Immediately after work yesterday I headed downtown to begin the Wisconsin Film Festival. Things got off to a nostalgic start as I found myself in room 4070 of Vilas Hall where I'd spent many an hour in Comm Arts classes as a student at the UW. It got even more nostalgic when Jim Kreul, a former TA and co-founder of the festival, got up on stage to greet us and introduce the film we were to see. Kreul's sartorial sense has shifted since the mid-90s and he was clad in dress shirt, jacket, and slacks – a far cry from his jeans/grey hoodie days. Jim, leave the professorial get-up in North Carolina and bring back the hoodie!
Last night's showing was of Charles Burnett's Killer of Sheep. Shot in 1972-73 as a student project, it was not released until 1977. While it won awards and much acclaim, it never saw commercial distribution due to the fact he never secured the rights to use 22 songs on the soundtrack which were by some very well-known artists. In 2000, Dennis Doros of Milestone Films heard about the restoration of Killer of Sheep at the UCLA film archives and he set out, with a healthy donation by Steven Soderbergh, to secure the music rights so the film could be re-released. His quest was successful and Killer of Sheep is now making the rounds.
Burnett's aim was to portray the lives of black people in L.A. in a realistic manner; to show well-meaning but also comparatively well-off whites that their ideas for helping the poor black communities perhaps needed a bit of rethinking. He has stated that the film was meant to be shown to communities privately and not for commercial distribution. Killer of Sheep looks at the life of Stan, a family guy who lives in Watts, which still shows the scars of the riots there just 7 years previously. Stan works at a slaughterhouse and the sturm und drang is making him numb to his family and life, generally.
The film lacks a 3-act plot and is more akin to Italian neo-realism with it's slice-of-life story and use of non-actors. Scenes with Stan at work are set against those with him at home where he can only muster a thousand-yard stare in the face of his wife's sexual advances. She also notes that he never smiles anymore. Stan's lethargy is contrasted by the activities of the neighborhood kids. They seem ostensibly happy as we see them running around, having rock fights, and playing on the railroad tracks amidst the vacant lots and dilapidated buildings.

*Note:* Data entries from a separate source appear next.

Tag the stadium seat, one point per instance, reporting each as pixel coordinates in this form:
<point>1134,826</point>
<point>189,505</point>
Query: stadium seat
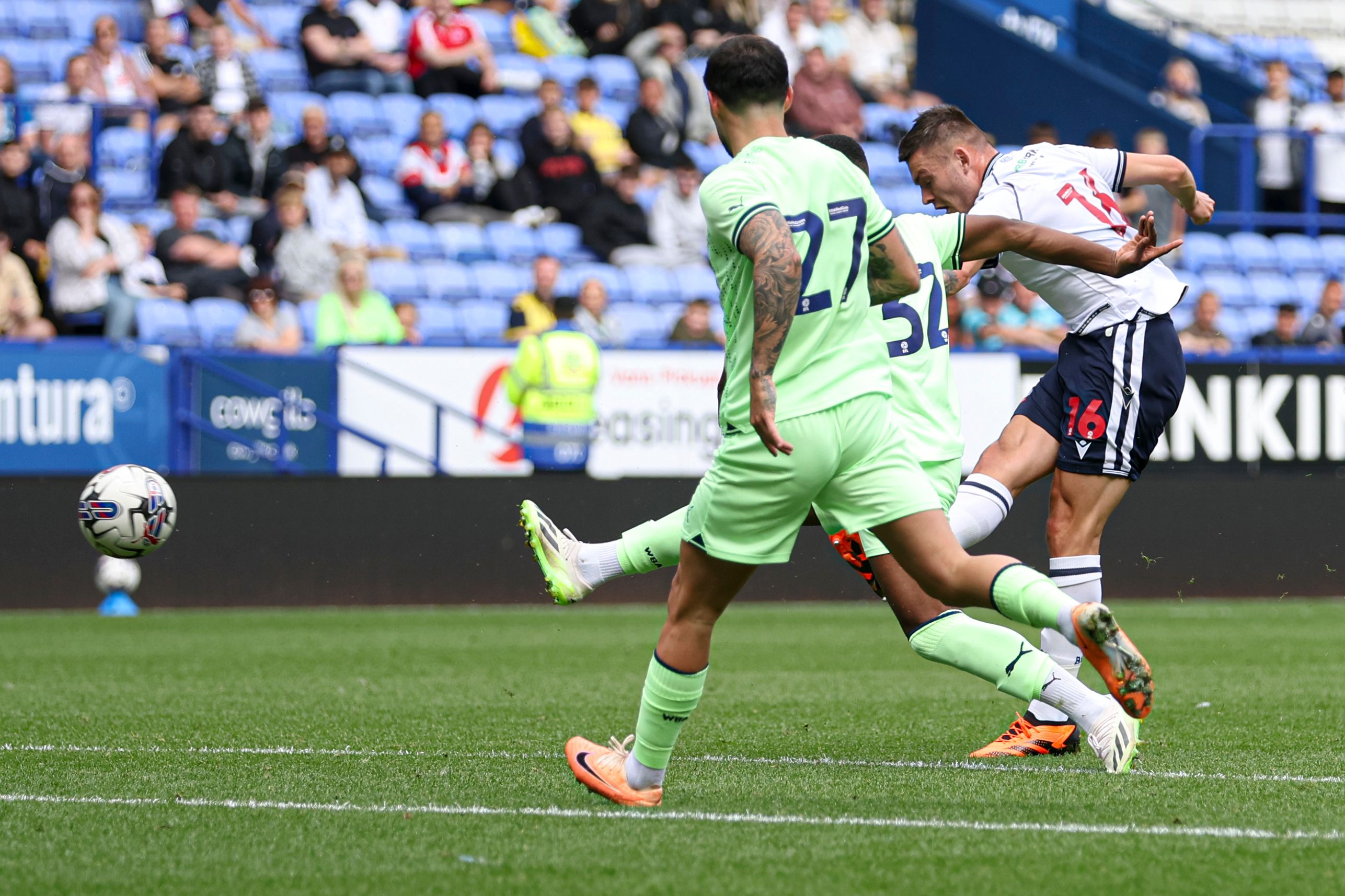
<point>397,280</point>
<point>450,281</point>
<point>439,321</point>
<point>417,238</point>
<point>1254,252</point>
<point>165,323</point>
<point>217,320</point>
<point>483,320</point>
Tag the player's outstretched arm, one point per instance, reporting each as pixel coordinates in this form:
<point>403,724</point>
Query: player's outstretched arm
<point>892,271</point>
<point>1172,175</point>
<point>776,272</point>
<point>989,236</point>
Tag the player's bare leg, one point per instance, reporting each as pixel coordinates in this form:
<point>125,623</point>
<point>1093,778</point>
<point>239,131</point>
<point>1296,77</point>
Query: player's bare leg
<point>701,590</point>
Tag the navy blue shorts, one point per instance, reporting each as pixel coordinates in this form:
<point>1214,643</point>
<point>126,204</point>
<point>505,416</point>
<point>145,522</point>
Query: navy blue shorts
<point>1110,395</point>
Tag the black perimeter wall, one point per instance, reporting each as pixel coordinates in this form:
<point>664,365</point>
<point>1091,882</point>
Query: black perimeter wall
<point>413,540</point>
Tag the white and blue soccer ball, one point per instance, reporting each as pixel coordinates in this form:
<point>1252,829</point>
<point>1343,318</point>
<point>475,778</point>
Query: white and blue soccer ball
<point>128,511</point>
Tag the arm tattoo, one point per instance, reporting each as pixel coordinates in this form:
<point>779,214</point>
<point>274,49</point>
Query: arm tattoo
<point>776,272</point>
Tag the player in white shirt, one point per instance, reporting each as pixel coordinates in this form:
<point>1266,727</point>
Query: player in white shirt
<point>1095,417</point>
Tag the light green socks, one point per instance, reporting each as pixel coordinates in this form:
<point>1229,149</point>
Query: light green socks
<point>666,704</point>
<point>987,652</point>
<point>651,546</point>
<point>1024,596</point>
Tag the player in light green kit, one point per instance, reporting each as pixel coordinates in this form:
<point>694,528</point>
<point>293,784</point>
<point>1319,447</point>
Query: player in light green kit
<point>810,344</point>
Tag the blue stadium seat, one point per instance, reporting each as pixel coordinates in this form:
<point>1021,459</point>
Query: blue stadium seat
<point>165,323</point>
<point>397,280</point>
<point>403,112</point>
<point>506,114</point>
<point>464,242</point>
<point>483,320</point>
<point>501,283</point>
<point>417,238</point>
<point>450,281</point>
<point>1207,252</point>
<point>616,77</point>
<point>697,281</point>
<point>279,70</point>
<point>1254,252</point>
<point>459,112</point>
<point>1300,253</point>
<point>357,114</point>
<point>217,320</point>
<point>512,242</point>
<point>440,321</point>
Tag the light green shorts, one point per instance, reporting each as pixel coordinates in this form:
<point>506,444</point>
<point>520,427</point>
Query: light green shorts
<point>850,461</point>
<point>945,476</point>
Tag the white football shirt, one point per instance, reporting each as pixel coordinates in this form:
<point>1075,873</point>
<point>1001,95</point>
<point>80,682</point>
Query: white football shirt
<point>1074,190</point>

The pace here is slow and deliberate. A two-minute scene of Stan and his friend are carrying an engine down a couple flights of stairs would be a 3-second shot in your average Hollywood movie. I really loved the cinematography with its judicious use of wide angle lenses and a great tracking shot of two thieves hauling a stolen TV down an alley. The way I'm describing this probably sounds like the film is a very fractured view of a man, his family, and the neighborhood they live in and I suppose this is true, in a way. But Burnett keeps things together with scenes in Stan's home. It's a modest house but it's a home for the characters. The shot composition varies so it never seems like the many scenes that take place in the kitchen are the same. And the scene with the girl singing to Earth, Wind, and Fire was absolutely charming. It's not Stan's home life which is the problem, it's his job killing sheep.
The music, which kept the film from commercial release for 30 years, is also very important here. Songs by Paul Robeson, Scott Joplin, Elmore James, Dinah Washington, et al not only add commentary to the scene in which they appear, they also serve to remind the viewer that the situation in which the characters find themselves are historically contingent. The Watts ghettos didn't just arise out of a vacuum in the wake of the riots of 1965.
The shot that sticks with me is one in the slaughterhouse. Two Judas goats are in the foreground while a herd of sheep are in the back blissfully unaware of their collective fate. I found this is be a very potent picture and actually feared for Stan after seeing it.
Killer of Sheep was declared a national treasure by the Library of Congress and it was put into the National Film Registry and deservedly so. The film is an antidote to the Blaxploitation films fetishized by the Quentin Tarantinos of the world and stands as a great American film.
1 comment:
The more I think about that film, the more I appreciate it. I really liked how it reflected different *kinds* of people and how Stan interacted with them.
One thing that I have been thinking about a lot is how the scenes in the abbatoir are free of dialog. All of the noise of the outside world is left at the door.
My take on his relationship with his job is a bit different. While it didn't feel as though he were fulfilled, the job seemed to be the one thing that he could get done - with his friends, his family, his car, his house there was always more, but the (relatively) simple tasks of his job could be done, at least until they were performed at a predictable time down the line.
Did you notice that he was smiling at the end? He had turned a corner, I think. I loved the note of hopefulness ending the film.
Also a film* from that era about black people by a black person** feels like a pretty unique experience.
* which is not blaxplotative
**who is not creepy mario van peebles.